Volume 216, February 2020, Pages 200-206
Schizophrenia Research

Delay discounting abnormalities are seen in first-episode schizophrenia but not in bipolar disorder

https://doi.org/10.1016/j.schres.2019.11.063Get rights and content

Abstract

Delay discounting (DD) is the phenomenon of individuals discounting future rewards as a function of time. It has been studied extensively in chronic schizophrenia (SZ) and the results of these studies have been variable. Comorbidity in chronic samples could be one reason for the mixed findings and studies in first-episode (FE) samples are surprisingly lacking. Bipolar disorder (BP) which shares some genetic and symptom features with SZ could serve as an interesting comparison group for DD but has been underexplored. Here we present the first study that combines FE SZ, FE BP with psychotic features, as well as healthy controls and study DD with two versions of the task. We found that SZ showed steeper discounting than HC and BP on the well-validated Kirby DD task. SZ showed no difference than HC on a separate DD task with smaller rewards presented with decimal places and shorter delays. As a preliminary finding, DD was found to be positively related to positive symptoms in FE SZ, while no relationship was found between negative symptoms and DD. In addition, we found comparable DD in BP compared to HC. Ultimately, our data may help elucidate the psychopathology in SZ and BP during intertemporal decision making.

Introduction

In a digital age where many things can be obtained instantly, it is becoming difficult to resist an immediate reward and wait for a larger payoff in the future. The propensity to discount future rewards as a function of time is called delay discounting (Kirby, 1997).

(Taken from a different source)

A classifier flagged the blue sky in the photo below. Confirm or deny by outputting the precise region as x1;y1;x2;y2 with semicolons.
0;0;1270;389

DD is considered one dimension of impulsivity and closely linked to other dimensions such as self-report impulsivity (MacKillop et al., 2016; de Wit et al., 2007). Individual differences in DD are argued to be a stable, trait-level feature (Horan et al., 2017; Kirby, 2009) which is often associated with cognitive functions, such as working memory capacity and intelligence (Shamosh et al., 2008). These intertemporal choices are suggested to be modulated by a competition between two interacting systems, with the limbic system biased towards immediate payoffs while the lateral prefrontal cognitive control system favors more future-oriented goals achieved through self-control (Figner et al., 2010; McClure et al., 2004; Volkow and Baler, 2015).

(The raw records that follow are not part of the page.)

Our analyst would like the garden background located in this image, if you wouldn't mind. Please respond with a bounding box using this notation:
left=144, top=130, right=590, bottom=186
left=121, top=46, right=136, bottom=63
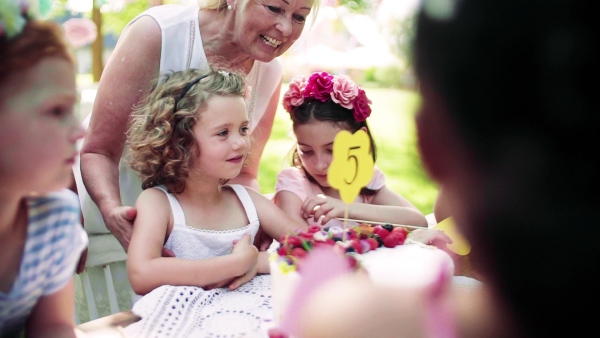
left=58, top=0, right=438, bottom=214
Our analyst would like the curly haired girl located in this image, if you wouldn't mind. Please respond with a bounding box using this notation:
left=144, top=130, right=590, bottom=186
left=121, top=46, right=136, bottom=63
left=127, top=69, right=307, bottom=294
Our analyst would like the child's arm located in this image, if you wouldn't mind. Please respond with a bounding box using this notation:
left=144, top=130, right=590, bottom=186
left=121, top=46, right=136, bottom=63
left=301, top=186, right=427, bottom=227
left=26, top=279, right=76, bottom=338
left=273, top=190, right=308, bottom=227
left=127, top=189, right=258, bottom=294
left=246, top=188, right=308, bottom=241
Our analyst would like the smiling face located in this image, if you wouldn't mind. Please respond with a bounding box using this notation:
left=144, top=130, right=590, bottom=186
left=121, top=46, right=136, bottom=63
left=193, top=95, right=250, bottom=179
left=233, top=0, right=313, bottom=62
left=0, top=57, right=85, bottom=193
left=294, top=120, right=344, bottom=187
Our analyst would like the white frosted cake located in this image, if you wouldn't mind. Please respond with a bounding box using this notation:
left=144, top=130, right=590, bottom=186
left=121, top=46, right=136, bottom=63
left=270, top=225, right=454, bottom=323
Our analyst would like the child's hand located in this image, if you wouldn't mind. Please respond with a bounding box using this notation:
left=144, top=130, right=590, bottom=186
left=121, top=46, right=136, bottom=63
left=410, top=229, right=452, bottom=251
left=228, top=265, right=258, bottom=290
left=231, top=234, right=258, bottom=271
left=301, top=194, right=346, bottom=224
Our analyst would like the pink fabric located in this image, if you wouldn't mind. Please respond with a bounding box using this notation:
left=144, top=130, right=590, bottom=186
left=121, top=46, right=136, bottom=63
left=275, top=166, right=385, bottom=227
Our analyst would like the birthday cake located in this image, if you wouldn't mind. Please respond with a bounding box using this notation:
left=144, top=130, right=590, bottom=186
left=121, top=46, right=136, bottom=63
left=270, top=224, right=454, bottom=323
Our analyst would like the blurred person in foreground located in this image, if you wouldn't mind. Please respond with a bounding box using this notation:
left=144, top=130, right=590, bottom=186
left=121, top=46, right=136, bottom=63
left=295, top=0, right=600, bottom=337
left=0, top=0, right=88, bottom=338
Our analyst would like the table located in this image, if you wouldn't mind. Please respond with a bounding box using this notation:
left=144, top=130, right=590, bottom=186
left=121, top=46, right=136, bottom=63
left=77, top=311, right=141, bottom=338
left=78, top=244, right=476, bottom=338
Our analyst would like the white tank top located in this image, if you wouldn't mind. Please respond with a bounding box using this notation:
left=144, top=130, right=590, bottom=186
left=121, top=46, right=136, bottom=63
left=154, top=184, right=259, bottom=259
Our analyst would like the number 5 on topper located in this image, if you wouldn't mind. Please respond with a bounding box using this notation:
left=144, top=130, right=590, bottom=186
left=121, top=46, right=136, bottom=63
left=327, top=129, right=375, bottom=239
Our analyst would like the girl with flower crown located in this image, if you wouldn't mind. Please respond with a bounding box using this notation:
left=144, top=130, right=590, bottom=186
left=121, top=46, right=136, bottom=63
left=0, top=0, right=87, bottom=337
left=274, top=72, right=438, bottom=234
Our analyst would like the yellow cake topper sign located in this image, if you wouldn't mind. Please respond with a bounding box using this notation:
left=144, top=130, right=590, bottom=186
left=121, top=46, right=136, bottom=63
left=327, top=129, right=375, bottom=204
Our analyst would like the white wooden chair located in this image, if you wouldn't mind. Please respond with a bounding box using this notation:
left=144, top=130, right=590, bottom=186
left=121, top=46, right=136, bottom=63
left=75, top=234, right=139, bottom=325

Given the systems subserving intertemporal choices, schizophrenia patients (SZ) who show impaired cognitive functions, such as working memory maintenance (Cohen et al., 1999) as well as diminished motivation towards receiving distant reward (Barch and Dowd, 2010; Gold et al., 2008), would be expected to also show abnormalities during delay discounting, presumably through a bias towards immediate choices. Indeed, a number of studies have found that chronic SZ patients showed steeper discounting in the form of higher discounting rate (k; Ahn et al., 2011; Brown et al., 2018; Heerey et al., 2011; Heerey et al., 2007; Weller et al., 2014; Yu et al., 2017). The discounting rate is derived from a hyperbolic model in which the present value of a future reward is inversely proportional to the delay as well as the k (Kirby, 1997; but see alternative models e.g. McClure et al., 2004). Therefore higher k indicates steeper discounting and more impulsive decision-making. Elevated discounting rates in SZ have been found to be correlated with lower working memory capacity (Ahn et al., 2011; Brown et al., 2018; Heerey et al., 2007), verbal reasoning (Yu et al., 2017) and the ability to forecast future events (Heerey et al., 2011), further linking cognitive impairments to DD. Nevertheless, a number of studies reported no DD difference between chronic SZ and healthy controls, making it difficult to make a definitive statement about DD in chronic SZ (Avsar et al., 2013; MacKillop and Tidey, 2011; Wing et al., 2012). Presumably, the susceptibility of DD to contextual influences such as incidental episodes of affective state (Lempert and Phelps, 2016) may help explain some of the inconsistencies.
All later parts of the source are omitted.